At the same time, I understand the frustration many feel when you think about the issues affecting everyday West Virginians and how they are being put on the back burner during this trial. Up until this impeachment trial, the Senate was actually getting work done.

Just before Christmas, President Trump signed into law two critical comprehensive appropriations packages. These bills received relatively little press, despite the fact that they have huge consequences for West Virginia—and the entire country.

The appropriations bills, which detail how the federal government is spending your taxpayer dollars, were in the news cycle briefly—before it was on to the next “breaking news” in Washington.

As a leader on the Appropriations Committee, my job is to be a responsible and prudent steward of taxpayer money. I worked hard with my colleagues on both sides of the aisle to find compromise and support programs that reflect our national priorities, including:

• 3.1 percent pay raise for our military members.

• More than $500 million in funding to continue efforts to fight the opioid epidemic.

• Funding for Violence Against Women Act STOP grants.

• An increase of $350 million for Alzheimer’s research.

• Significant funds for highway maintenance and infrastructure.

• $81 billion for health care for our veterans at VA centers.

Additionally, as Chairman of the Homeland Security Appropriations Subcommittee, I’ve worked closely with the Trump administration and the Department of Homeland Security to make sure they have the resources needed to effectively do their job, stem the tide of illegal immigration, and stop the flow of drugs into West Virginia.

Throughout this entire process, I made sure Southern West Virginia was not left behind.

Wastewater infrastructure and potable water resources are critical in rural areas, especially in the southern part of the state.

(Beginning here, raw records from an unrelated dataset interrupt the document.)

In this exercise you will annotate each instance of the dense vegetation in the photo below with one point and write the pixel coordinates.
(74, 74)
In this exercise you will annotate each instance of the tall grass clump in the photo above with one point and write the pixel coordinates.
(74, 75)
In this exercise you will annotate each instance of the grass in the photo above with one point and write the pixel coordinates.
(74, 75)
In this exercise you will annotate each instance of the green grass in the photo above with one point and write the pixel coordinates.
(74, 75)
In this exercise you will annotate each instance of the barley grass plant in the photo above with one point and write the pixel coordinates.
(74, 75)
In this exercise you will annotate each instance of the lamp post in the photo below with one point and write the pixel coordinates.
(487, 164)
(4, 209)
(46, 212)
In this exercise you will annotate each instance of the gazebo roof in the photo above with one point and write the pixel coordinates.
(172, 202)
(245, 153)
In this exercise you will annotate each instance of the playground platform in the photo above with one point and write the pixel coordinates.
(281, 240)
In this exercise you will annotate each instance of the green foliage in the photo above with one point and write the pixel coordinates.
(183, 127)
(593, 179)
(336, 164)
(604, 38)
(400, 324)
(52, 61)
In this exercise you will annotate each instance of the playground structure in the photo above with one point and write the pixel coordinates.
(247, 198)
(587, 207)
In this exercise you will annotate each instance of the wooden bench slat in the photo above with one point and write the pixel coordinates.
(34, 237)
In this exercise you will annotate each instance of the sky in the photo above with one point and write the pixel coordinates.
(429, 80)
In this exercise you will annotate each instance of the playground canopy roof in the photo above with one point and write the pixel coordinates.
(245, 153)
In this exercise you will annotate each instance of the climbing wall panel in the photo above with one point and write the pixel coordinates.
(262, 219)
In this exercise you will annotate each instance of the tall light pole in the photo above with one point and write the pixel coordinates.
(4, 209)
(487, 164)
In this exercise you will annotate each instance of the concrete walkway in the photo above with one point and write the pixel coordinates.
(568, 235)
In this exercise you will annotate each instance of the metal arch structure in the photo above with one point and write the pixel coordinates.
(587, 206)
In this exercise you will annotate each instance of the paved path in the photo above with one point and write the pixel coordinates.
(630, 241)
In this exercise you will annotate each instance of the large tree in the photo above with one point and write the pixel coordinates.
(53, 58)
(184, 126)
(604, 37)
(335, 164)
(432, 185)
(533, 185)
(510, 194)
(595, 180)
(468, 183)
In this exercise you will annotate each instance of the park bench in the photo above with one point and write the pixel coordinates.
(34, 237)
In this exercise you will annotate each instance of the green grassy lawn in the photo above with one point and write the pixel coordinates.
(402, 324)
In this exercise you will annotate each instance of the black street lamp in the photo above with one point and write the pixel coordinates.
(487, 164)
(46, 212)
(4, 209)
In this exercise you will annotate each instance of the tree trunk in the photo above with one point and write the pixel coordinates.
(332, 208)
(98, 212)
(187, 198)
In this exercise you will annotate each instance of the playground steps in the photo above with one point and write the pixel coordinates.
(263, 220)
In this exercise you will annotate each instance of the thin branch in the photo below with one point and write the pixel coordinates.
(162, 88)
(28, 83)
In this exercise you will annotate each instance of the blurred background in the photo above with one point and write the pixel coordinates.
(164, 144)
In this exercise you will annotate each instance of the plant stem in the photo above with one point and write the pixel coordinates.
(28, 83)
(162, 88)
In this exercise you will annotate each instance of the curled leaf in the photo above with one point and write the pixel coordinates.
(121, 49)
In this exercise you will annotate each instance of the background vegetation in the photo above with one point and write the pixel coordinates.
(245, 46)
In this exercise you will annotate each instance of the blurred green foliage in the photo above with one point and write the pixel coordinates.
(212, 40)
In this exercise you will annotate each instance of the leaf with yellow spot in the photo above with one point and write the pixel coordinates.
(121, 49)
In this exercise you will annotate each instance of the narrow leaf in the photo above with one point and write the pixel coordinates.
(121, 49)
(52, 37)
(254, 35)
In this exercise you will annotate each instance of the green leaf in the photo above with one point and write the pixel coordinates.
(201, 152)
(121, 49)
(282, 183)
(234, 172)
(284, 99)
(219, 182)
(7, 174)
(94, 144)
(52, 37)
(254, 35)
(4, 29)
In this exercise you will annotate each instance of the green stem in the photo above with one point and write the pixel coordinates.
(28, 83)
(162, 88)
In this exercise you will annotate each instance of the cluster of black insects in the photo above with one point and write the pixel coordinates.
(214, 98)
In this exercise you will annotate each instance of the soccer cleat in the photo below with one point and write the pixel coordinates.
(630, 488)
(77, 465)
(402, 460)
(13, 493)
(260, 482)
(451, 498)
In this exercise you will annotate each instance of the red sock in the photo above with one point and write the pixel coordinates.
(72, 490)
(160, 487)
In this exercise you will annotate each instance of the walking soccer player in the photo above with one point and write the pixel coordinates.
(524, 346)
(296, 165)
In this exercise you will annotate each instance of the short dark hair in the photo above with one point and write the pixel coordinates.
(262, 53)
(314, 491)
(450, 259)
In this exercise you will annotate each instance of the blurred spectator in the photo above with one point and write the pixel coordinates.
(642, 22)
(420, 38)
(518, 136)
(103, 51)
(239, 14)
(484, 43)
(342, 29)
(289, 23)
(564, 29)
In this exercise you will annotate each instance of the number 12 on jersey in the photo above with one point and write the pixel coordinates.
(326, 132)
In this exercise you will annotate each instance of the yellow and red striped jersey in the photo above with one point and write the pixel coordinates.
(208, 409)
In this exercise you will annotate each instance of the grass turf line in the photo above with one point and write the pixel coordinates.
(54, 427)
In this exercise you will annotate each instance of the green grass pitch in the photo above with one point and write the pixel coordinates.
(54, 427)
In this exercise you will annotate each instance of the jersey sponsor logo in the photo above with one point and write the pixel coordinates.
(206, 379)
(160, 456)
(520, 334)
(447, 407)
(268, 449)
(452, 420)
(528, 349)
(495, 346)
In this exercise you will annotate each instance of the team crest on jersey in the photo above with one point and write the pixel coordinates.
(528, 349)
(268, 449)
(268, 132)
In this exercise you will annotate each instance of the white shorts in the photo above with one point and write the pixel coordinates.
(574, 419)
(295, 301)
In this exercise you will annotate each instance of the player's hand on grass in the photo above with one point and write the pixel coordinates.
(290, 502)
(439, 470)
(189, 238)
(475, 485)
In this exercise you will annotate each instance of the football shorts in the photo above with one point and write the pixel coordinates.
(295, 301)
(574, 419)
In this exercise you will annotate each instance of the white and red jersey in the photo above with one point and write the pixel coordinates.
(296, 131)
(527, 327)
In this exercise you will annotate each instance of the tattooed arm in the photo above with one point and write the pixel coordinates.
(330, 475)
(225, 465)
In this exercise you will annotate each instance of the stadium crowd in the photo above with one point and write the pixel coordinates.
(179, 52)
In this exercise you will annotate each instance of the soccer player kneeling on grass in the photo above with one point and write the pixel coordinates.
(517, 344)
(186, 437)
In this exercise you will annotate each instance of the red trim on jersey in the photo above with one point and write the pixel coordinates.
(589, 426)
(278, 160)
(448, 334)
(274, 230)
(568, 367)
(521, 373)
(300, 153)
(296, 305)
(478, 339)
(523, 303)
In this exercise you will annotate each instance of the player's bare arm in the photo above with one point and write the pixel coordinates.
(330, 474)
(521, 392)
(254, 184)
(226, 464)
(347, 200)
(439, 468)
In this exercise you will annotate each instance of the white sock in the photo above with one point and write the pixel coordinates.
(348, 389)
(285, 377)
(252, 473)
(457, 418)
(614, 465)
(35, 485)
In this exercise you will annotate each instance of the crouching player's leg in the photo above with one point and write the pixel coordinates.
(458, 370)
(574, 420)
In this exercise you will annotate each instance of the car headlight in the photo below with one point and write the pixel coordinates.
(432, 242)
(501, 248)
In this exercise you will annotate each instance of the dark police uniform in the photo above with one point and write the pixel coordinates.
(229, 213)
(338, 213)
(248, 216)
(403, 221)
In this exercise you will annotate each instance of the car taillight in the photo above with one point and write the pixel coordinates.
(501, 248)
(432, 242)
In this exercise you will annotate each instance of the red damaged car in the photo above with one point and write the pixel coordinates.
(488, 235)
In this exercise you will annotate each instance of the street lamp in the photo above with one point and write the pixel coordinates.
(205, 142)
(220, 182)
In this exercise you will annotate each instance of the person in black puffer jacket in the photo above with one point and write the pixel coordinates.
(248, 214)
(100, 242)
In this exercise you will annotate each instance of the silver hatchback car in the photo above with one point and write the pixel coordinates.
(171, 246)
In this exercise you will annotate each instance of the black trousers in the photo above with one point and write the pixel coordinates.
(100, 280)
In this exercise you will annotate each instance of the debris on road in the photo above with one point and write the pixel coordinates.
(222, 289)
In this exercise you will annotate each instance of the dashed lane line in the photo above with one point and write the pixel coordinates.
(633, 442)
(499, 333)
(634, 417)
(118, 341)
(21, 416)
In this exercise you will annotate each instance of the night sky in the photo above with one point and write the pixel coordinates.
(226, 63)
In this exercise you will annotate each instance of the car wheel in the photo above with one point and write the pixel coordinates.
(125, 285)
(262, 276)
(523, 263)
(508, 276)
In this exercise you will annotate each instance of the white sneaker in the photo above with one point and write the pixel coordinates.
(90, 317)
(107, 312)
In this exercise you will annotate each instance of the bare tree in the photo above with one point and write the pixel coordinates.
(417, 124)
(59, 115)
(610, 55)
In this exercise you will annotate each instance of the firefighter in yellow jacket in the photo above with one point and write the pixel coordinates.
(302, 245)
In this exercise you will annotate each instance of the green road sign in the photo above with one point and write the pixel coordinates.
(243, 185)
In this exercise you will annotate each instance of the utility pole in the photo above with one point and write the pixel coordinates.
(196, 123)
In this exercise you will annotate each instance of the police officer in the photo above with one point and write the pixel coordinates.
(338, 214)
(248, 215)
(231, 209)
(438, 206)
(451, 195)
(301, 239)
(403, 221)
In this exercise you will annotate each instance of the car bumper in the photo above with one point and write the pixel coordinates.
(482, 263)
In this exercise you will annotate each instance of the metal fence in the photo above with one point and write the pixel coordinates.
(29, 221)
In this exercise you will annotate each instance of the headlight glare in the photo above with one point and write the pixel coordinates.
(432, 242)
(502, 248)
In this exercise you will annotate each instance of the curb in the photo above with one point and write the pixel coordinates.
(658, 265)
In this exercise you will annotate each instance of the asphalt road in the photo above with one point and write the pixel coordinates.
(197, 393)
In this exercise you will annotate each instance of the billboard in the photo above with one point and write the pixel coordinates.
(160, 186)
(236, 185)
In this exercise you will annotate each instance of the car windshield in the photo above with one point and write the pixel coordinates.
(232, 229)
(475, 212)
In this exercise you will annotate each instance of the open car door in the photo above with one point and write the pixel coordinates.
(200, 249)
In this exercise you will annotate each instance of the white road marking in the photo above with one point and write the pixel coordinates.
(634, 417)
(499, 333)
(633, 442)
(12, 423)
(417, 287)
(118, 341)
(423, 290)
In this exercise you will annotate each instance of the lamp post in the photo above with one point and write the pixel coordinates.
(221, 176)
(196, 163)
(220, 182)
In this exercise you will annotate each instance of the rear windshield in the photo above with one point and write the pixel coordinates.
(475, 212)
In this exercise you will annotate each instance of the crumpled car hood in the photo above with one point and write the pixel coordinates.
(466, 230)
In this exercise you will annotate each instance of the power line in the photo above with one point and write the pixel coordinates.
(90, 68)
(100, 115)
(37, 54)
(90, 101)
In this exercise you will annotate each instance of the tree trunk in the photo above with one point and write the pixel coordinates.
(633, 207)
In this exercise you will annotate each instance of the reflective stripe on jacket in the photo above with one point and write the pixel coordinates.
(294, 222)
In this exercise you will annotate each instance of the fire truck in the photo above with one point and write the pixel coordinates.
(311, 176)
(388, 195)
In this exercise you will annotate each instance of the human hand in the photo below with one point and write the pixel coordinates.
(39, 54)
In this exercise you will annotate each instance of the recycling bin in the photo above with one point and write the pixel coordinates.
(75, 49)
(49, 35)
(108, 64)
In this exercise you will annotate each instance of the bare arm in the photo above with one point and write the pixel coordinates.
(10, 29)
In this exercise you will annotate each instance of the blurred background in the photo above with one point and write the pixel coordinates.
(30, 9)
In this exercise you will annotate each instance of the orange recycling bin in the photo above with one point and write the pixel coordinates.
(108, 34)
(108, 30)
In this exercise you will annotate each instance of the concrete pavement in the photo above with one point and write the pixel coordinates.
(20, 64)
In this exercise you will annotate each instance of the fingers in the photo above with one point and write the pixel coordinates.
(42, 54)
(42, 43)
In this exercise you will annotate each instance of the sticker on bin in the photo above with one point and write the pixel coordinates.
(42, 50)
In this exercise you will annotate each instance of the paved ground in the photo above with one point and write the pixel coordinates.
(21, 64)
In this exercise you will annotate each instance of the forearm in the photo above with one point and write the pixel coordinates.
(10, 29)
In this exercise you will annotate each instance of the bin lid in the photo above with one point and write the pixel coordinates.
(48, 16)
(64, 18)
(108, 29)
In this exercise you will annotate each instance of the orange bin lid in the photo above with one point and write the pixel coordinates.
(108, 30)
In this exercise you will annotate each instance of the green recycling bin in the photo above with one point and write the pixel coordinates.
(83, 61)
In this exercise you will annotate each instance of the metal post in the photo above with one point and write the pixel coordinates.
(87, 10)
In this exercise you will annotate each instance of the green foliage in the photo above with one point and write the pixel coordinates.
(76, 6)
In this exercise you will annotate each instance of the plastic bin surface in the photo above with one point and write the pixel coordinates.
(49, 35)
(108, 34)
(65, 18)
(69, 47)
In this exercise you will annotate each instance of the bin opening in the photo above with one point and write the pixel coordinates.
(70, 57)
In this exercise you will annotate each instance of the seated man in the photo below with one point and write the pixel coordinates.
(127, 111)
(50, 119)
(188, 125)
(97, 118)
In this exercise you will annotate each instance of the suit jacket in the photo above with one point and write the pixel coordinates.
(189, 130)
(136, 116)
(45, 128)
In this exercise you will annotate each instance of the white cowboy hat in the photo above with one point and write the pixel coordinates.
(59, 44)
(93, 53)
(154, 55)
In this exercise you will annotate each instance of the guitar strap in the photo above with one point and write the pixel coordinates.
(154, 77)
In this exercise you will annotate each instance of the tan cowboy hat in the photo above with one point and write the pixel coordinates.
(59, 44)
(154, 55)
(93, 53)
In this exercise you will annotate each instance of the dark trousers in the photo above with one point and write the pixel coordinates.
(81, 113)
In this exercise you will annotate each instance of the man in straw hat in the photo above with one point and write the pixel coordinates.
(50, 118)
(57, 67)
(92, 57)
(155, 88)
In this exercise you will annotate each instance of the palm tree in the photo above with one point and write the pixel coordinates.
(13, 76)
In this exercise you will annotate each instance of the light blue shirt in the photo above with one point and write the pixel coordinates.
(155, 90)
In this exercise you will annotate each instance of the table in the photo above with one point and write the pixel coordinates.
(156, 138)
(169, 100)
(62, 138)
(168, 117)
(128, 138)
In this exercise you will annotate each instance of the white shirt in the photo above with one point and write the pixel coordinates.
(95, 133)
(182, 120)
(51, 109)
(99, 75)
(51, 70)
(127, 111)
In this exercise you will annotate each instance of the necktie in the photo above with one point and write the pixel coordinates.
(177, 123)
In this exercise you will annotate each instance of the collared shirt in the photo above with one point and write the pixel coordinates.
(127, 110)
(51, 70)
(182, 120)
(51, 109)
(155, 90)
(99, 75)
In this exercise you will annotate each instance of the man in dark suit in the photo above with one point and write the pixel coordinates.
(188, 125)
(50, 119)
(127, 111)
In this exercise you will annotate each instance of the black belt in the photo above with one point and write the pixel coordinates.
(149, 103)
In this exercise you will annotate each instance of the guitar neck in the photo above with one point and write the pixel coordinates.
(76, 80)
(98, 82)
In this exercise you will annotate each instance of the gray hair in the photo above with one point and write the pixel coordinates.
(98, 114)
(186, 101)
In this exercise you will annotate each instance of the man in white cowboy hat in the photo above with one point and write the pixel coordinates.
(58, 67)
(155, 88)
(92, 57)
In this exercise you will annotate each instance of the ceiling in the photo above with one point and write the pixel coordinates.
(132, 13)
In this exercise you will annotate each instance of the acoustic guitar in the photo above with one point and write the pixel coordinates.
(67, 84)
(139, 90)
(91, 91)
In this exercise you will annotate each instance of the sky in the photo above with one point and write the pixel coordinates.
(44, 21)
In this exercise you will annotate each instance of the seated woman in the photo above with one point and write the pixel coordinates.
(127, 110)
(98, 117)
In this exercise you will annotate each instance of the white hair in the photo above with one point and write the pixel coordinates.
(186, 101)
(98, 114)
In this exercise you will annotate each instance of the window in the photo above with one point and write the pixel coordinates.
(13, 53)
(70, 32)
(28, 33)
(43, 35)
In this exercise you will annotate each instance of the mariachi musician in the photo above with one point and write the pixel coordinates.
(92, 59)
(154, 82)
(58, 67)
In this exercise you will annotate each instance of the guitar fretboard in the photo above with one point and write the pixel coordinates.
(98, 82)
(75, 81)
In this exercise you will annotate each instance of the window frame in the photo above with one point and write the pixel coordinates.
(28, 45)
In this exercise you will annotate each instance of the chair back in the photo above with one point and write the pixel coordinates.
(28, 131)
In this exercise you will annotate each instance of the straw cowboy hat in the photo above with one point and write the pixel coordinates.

Last year, Mercer, McDowell, and Wyoming counties all received federal grants for wastewater disposal. This year’s funding bills including a $43 million increase to support aging water and wastewater infrastructure.

The bills also included $7.47 billion to support the Bureau of Prisons, including Beckley’s federal prison, and I was able to include language that calls for improved hiring practices to reduce the officer-to-prisoner ratio. I’ve spoken directly with Attorney General Bill Barr about this issue, so I’m optimistic conditions in West Virginia’s federal correctional institutes can improve.

We also made sure to continue supporting small, regional airports with the Airport Improvement Program. Raleigh County and Greenbrier Valley airports have both benefited from this funding last year.

When it comes to economic development, I fought hard to make sure critical programs like the Appalachian Regional Commission (ARC) and the U.S. Economic Development Administration (EDA) are properly funded to ensure they have the resources to continue to grow and diversify the economy of southern West Virginia. Over the past few years I have worked with these agencies on projects that support entrepreneurship development, build and extend critical infrastructure, and support existing manufacturers in the region.

For example, EDA has invested funds in Bluefield’s Commercialization Station and the Center for Applied Research and Technology that will support new manufacturing startups and advance robotics research. Both EDA and ARC have provided critical funding for infrastructure improvements in Mercer, McDowell, and Monroe counties that are not only allowing manufacturers to grow, but they are also providing service to countless households and helping support the growing tourism economy in southern West Virginia.

This is the kind of work Congress is capable of doing — and should be doing. I’ll continue to listen acutely during the impeachment trial and do my duty as an juror, but I’m looking forward to getting back to work for the American people and delivering real and meaningful solutions.